The indoor world versus the outdoor world
Thursday, February 6, 2020 at 9:44AM
Robert Twigger

As a child I was told constantly by my parents to ‘switch the TV off and go and play outside’. We had an orchard and were surrounded by fields. Mostly I didn’t mind once I was outside. And from an early age I formed a view that outdoors was more virtuous than indoors. That human problems started by being indoors too much.

Scroll forward a thousand centuries. I still think that outdoors is better than indoors in all sorts of ways. But only just now, looking through Linked-in for people to connect to I realised everyone there was an INDOORS person with an INDOORS job. Yet in the past many if not most jobs were outdoors. My grandfather was a farmer who was outdoors all the time, until he retired in his 70s. Yet both my parents had indoors jobs. Most everyone I know does.

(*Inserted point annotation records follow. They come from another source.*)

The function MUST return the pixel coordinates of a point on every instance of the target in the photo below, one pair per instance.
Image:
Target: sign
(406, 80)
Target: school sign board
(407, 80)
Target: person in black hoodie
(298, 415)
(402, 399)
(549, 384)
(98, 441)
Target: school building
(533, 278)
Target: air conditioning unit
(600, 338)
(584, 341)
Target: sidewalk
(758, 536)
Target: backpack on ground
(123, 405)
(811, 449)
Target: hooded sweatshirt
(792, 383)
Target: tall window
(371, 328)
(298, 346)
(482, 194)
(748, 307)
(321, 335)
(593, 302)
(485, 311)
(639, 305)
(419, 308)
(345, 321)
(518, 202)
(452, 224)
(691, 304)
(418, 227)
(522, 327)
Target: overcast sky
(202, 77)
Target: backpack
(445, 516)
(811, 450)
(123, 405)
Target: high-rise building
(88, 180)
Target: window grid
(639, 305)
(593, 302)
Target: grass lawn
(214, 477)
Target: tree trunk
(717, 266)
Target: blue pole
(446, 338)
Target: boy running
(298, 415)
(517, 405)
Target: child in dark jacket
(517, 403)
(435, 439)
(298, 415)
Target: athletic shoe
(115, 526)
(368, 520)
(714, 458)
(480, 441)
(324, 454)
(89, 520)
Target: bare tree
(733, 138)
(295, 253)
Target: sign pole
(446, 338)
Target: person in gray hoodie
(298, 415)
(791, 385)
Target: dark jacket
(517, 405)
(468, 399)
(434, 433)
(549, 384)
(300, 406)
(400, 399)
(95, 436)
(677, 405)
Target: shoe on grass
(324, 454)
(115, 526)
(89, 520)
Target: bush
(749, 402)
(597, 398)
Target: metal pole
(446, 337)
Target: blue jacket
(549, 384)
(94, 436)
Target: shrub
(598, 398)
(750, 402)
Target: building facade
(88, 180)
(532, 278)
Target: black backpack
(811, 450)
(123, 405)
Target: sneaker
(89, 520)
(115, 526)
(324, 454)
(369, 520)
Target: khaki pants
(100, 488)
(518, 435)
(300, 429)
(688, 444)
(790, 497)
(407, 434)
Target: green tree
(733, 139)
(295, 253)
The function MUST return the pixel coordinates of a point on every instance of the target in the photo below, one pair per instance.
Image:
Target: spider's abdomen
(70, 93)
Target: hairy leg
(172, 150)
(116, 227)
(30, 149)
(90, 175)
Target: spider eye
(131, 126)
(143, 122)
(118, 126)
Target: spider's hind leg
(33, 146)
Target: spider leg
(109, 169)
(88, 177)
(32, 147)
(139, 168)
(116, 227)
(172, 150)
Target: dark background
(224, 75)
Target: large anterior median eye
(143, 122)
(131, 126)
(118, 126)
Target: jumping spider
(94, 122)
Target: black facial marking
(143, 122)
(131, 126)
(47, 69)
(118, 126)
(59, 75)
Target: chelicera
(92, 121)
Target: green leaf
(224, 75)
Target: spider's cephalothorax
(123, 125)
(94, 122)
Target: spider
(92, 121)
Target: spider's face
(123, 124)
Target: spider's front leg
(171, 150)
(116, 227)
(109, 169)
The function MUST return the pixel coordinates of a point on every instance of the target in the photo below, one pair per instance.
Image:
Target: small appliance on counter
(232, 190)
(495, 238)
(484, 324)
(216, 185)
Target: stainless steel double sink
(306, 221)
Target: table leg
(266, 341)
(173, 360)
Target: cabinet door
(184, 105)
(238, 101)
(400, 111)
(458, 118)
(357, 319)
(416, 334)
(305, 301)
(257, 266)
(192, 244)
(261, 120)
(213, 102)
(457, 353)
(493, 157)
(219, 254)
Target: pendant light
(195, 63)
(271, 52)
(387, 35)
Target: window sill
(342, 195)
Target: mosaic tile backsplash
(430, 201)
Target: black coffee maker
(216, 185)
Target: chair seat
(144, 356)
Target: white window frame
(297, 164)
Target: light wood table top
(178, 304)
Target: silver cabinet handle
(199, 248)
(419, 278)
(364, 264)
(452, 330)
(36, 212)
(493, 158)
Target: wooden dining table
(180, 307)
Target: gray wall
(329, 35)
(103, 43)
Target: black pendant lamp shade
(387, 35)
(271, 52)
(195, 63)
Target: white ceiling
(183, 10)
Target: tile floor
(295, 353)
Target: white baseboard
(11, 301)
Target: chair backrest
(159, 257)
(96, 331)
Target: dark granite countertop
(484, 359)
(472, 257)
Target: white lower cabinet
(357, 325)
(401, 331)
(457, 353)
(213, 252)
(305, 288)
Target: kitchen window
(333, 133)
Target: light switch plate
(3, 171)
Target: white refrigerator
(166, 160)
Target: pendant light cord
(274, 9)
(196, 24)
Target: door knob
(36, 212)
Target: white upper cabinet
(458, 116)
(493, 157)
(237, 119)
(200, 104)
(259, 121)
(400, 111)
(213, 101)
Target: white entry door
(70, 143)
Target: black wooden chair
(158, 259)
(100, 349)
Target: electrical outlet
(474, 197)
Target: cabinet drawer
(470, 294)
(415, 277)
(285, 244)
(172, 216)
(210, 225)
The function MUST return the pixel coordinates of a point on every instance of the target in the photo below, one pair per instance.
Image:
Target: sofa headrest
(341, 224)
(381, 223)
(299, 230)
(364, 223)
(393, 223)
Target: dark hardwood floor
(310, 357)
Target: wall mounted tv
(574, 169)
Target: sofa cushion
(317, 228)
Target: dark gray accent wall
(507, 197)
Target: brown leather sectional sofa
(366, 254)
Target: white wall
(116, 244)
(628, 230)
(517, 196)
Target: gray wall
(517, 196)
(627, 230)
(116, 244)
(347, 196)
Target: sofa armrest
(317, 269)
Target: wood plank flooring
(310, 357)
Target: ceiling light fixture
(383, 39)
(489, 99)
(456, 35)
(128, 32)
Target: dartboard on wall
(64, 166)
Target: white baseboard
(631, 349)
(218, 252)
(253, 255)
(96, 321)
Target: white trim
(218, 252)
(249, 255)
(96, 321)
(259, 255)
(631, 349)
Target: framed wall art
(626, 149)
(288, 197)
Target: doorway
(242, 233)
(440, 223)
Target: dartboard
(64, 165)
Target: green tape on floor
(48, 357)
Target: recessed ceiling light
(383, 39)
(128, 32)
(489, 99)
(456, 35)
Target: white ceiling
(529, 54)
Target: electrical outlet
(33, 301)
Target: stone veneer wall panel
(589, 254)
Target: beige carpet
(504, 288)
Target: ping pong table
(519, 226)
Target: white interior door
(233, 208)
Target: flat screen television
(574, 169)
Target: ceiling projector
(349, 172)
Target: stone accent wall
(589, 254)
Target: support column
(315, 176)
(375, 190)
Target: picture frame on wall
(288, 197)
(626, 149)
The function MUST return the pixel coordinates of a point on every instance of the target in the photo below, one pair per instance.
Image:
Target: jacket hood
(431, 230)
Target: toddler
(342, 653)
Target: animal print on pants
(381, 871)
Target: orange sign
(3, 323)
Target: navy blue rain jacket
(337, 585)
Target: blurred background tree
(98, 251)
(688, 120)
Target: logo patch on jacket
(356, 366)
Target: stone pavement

A few people get outdoors jobs- being park rangers and eco-consultants who look for rare species about to be trampled by a new development. The odd things is a friend who does this work told me: they queue up for the low level outdoor jobs with national parks – people with Phds willing to work for peanuts. But the management jobs, indoor work, are increasingly hard to fill with good people. It’s just another job. People – well educated people – want to be outdoors more. They want to nail their outdoor colours to the mast and identify as an outdoors worker.

Mind you a brickie I met was scornful of people who wanted to work outdoors- he yearned for a nice warm office…And when I walked the Pyrenees I remember how much of a luxury it was to be able to sit down at a table inside a hut or building, just for a break from being outdoors all the time.

Maybe it’s about being mainly outdoors as long as outdoors isn’t too viciously cold or hot or wet or boring. I suppose a building site is never going to be as interesting as wandering around a national park.

I think there is also something going on with wanting to identify as an outdoors person. Outdoors we can get our heads straight.  Outdoors is less neurotic.

Outdoors it’s always different. You are at home on the planet. You can live in a monastic cell or a cave all your life but it wasn’t meant to be this way. People are tough, and flexible, but being outdoors is our birth right isn’t it?